FDIC seeks personnel overhaul from Congress
The independent agency asks for more flexibile system, but a union leader says the plan would hurt workers.
The Federal Deposit Insurance Corporation on Wednesday asked Congress to grant the agency a broad range of personnel flexibilities that officials say are vital to continuing proper regulation of the banking industry.
"We're looking for flexibility; the banking industry is changing very rapidly," said Glen Bjorklund, the FDIC's deputy director for administration. "We cannot adjust our workforce as quickly, or even plan."
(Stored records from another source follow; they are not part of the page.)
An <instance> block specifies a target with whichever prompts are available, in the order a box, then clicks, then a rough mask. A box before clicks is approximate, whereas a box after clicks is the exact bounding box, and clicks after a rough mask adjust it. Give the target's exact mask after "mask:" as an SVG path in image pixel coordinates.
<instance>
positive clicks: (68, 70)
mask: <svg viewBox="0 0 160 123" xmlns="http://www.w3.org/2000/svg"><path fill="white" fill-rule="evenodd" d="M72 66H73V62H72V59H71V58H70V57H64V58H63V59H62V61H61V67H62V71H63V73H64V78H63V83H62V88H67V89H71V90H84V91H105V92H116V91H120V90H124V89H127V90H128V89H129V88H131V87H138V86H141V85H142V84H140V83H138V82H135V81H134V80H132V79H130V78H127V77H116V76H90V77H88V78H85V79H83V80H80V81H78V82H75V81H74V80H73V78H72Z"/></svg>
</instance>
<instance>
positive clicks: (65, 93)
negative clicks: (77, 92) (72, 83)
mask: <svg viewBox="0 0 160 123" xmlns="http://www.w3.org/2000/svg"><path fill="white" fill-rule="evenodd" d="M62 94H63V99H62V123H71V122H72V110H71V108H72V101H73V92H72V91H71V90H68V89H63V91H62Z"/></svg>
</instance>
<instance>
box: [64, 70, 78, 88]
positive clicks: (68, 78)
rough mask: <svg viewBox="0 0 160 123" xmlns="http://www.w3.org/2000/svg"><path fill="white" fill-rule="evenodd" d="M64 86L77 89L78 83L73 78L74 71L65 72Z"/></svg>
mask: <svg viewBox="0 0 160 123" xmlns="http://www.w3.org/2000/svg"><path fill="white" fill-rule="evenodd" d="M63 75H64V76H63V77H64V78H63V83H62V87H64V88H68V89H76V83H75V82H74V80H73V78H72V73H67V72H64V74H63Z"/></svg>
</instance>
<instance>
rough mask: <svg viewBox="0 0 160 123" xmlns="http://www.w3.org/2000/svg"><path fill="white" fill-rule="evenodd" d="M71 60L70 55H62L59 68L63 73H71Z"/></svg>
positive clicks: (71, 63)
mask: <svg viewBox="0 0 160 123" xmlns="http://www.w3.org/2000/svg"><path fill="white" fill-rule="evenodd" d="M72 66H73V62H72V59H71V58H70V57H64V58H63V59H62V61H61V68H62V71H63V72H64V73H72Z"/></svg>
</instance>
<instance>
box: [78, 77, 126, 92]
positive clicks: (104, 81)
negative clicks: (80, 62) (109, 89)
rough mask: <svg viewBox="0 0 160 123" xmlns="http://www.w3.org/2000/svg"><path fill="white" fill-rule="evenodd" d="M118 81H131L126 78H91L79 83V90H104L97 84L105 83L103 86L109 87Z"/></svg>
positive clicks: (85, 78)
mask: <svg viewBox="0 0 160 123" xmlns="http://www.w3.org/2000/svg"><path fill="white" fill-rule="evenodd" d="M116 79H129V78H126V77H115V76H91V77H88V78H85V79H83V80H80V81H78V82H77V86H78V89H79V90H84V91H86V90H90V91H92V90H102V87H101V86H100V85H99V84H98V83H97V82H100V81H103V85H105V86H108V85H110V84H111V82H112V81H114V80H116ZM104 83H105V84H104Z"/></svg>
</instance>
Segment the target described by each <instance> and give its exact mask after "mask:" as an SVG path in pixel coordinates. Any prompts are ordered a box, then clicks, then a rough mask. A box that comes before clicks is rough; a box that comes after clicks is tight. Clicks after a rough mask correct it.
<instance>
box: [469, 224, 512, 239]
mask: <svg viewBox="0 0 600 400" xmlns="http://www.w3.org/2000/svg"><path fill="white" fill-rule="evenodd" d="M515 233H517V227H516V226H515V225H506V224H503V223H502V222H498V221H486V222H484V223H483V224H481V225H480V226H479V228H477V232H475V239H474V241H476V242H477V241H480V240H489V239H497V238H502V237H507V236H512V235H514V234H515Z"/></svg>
The FDIC's proposal was sent to the Senate Governmental Affairs Committee, the House Government Reform Committee, the Senate Banking, Housing, and Urban Affairs Committee and the House Committee on Financial Services.
The origin of the FDIC's request lies in a 60-year-old agency decision to voluntarily be a part of the competitive civil service. Bjorklund said the system has worked well, but the corporation -- which is funded by bank premiums, not congressional appropriations -- now has to modernize to keep tabs on the financial industry. The request includes greater latitude in hiring and pay as well as a streamlined appeals process.
Bjorklund compared the initiative with the wide-ranging personnel overhauls at the Defense Homeland Security departments. Congress allowed those agencies to craft their own human resources systems, outside of the purview of the standard civil service system.
Those reform efforts have met vehement opposition from federal labor unions. FDIC officials said they have been in contact with the National Treasury Employees Union and believe an acrimonious result can be avoided.
"I would say our conversations with them have been pretty much behind the scenes. They don't favor where we are going," Bjorklund said. But "there's not that level of rancor or concern that you are seeing with the Department of Defense's proposal."
The FDIC, however, has apparently underestimated the level of union opposition to its plan. NTEU President Colleen Kelley called on lawmakers to reject the proposal. The union represents about 4,300 workers at the FDIC.
"I am as concerned about the FDIC proposal as I am about the DHS and the DoD proposals," Kelley said. "Yes, it's different, but there are very serious things in here."
Of particular concern, she said, are proposals to alter the role of veterans preference in the hiring process and the development of extended term employment. Kelley said NTEU officials were discussing the proposal with the agency, but FDIC officials abruptly called off negotiations during the summer.
"It's unfortunate [and] that is not how it had to be," Kelley said. "There was a time I thought we were going to work through a package with FDIC that we could support."
FDIC officials said their proposal will not hurt agency employees.
The agency wants to "preserve merit, preserve due process, but have the freedom to seek efficiencies," Bjorklund said.